Ardent estimates that the average cost of fully processing an invoice is $12.88, which is a rough average for those businesses with little-to-no automation to bring to bear. Best-in-class organizations with automation and know-how, meanwhile, average out at $2.78, or a savings of $10 per invoice.
Showing those benchmarks is an excellent way to determine the ROI you should shoot for. Factoring your own pre-and-post automation invoice processing costs and comparing them to this benchmark can help you determine just how well automation is doing for your organization.
A cousin to the cost of invoices, cycle time is also linked to your ability to achieve timely payment discounts. Ardent estimates an average of 17.4 days to process a single invoice for a heavily manual, paper-based business, while best-in-class organizations with automated process flows average just over three days. It is no exaggeration to say that shaving two weeks off your invoice processing time saves plenty of money, while also opening the door to discounts that may not have been previously achievable.
Keeping track of your cycle time not only helps make the case for AP automation, but also allows you to keep an eye on the way that average ebbs and flows over time, allowing you to tweak workflows and nudge approvers if necessary.

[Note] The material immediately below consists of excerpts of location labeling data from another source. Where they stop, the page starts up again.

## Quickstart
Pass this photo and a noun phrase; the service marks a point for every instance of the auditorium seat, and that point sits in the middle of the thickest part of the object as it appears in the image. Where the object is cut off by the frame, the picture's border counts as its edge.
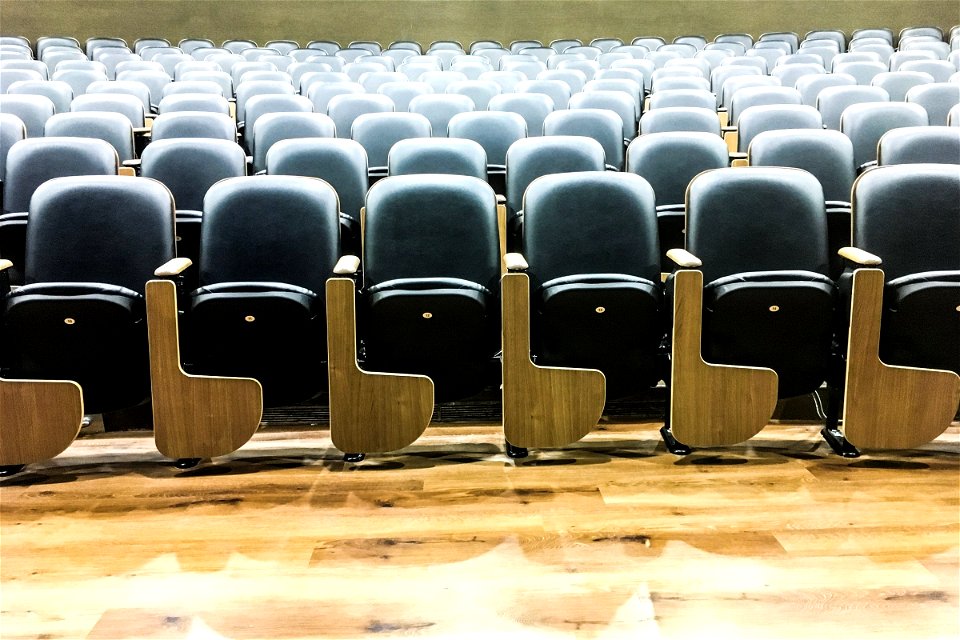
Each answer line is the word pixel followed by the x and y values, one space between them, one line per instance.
pixel 828 156
pixel 495 131
pixel 668 161
pixel 92 243
pixel 456 156
pixel 101 125
pixel 532 107
pixel 193 124
pixel 936 144
pixel 131 107
pixel 936 98
pixel 756 119
pixel 341 163
pixel 680 119
pixel 188 167
pixel 322 93
pixel 259 308
pixel 594 295
pixel 602 125
pixel 271 128
pixel 618 102
pixel 378 132
pixel 758 236
pixel 530 158
pixel 261 105
pixel 438 109
pixel 33 111
pixel 431 275
pixel 345 108
pixel 904 347
pixel 832 101
pixel 479 91
pixel 866 123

A source of revenue beyond early payment discounts, rebates can be achieved when you work with a bank or fintech partner that offers them. For Bottomline, as an example, Premium ACH and virtual card payments made to suppliers offer cash-back rebate opportunities. Suppliers pay a small fee on every transaction in exchange for (ideally) significant accounts receivable value and/or the promise of faster payments.
These rebates can add up to a high enough volume of payments to be offset other significant expenses in the finance function and larger business, with some Bottomline customers utilizing them to pay down enterprise resource planning (ERP) systems. Keeping track of your rebates earned helps point to the success of automating payments, especially when paired with early payment discounts realized.

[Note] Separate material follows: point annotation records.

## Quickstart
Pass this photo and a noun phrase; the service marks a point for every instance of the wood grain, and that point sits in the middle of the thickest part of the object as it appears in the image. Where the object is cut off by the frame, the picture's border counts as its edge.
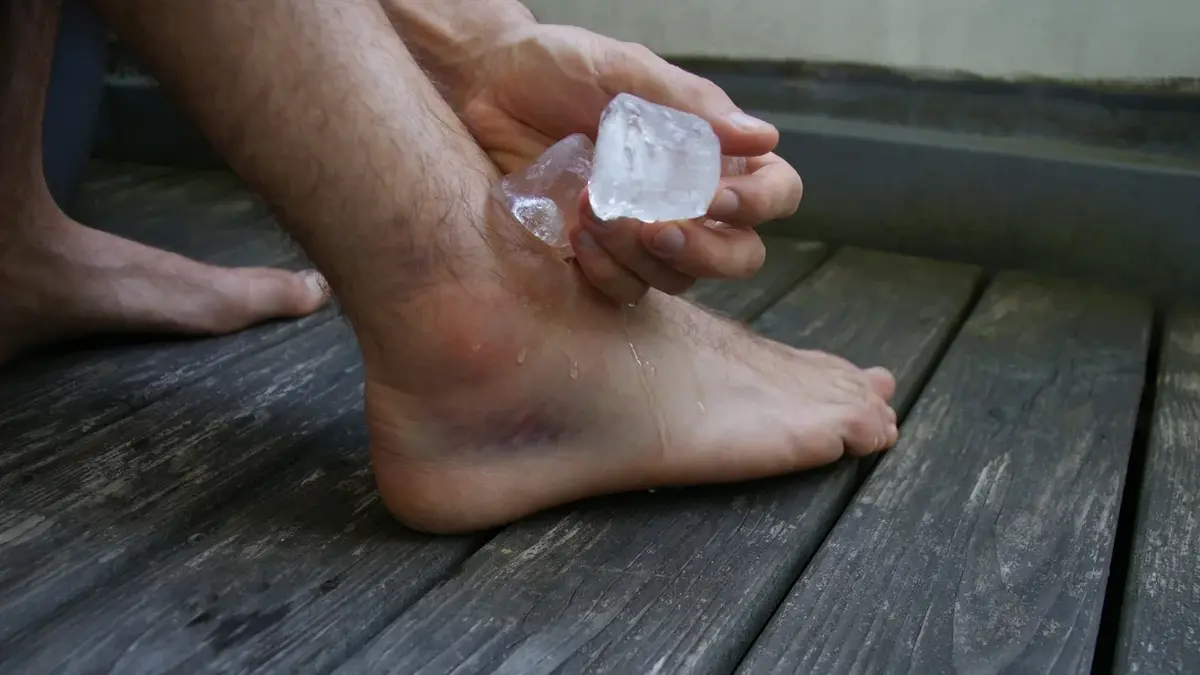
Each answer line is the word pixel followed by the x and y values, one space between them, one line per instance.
pixel 51 399
pixel 126 489
pixel 294 578
pixel 982 543
pixel 289 580
pixel 677 580
pixel 1159 627
pixel 787 262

Many of our customers follow best practices and incentivize suppliers to accept payments through Paymode. It is typical to see payers offering payment in net 15 for payments made via Paymode and net 45 for payments made via check. This helps the suppliers tremendously manage their cashflow and reduce DSO.
This is not a metric you will find on the average list of AP KPIs, because the dollars may be more difficult to quantify. Nonetheless, it is one well worth the trouble of calculating.
Why? LexisNexis Fraud Services estimates that for every dollar in fraud losses, the average US business spends $4.45 remediating those incidents. Given that the Federal Bureau of Investigation’s Internet Crime Complaint Center estimates that the average business email compromise (BEC) loss is north of $125,000, businesses can be on the hook for over half a million dollars if a fraudster is successful in infiltrating the business and stealing payments or ransoming critical data.
Using these numbers as a benchmark, you can make a powerful case for automation if it is paired with the right kind of security. For example, Bottomline’s Paymode B2B payments network secures supplier bank account information and protects against BEC by authenticating businesses and users, resulting in zero successful fraud annually. Unlike check payments, which are getting easier to steal, these payments are protected by layers of security. If you can choose a partner who can keep you fraud-free, industry benchmarks indicate AP could be saving the business $500,000 or more. That is an immensely powerful KPI, even if it is not a commonly used one.
By targeting these five KPIs for improvement with AP automation, you can justify an investment either when making your business case or retroactively. These KPIs translate to real-world improvements in efficiency, security, and revenue for the business, and are an easy way to underscore the value of accounts payable improvements within your organization.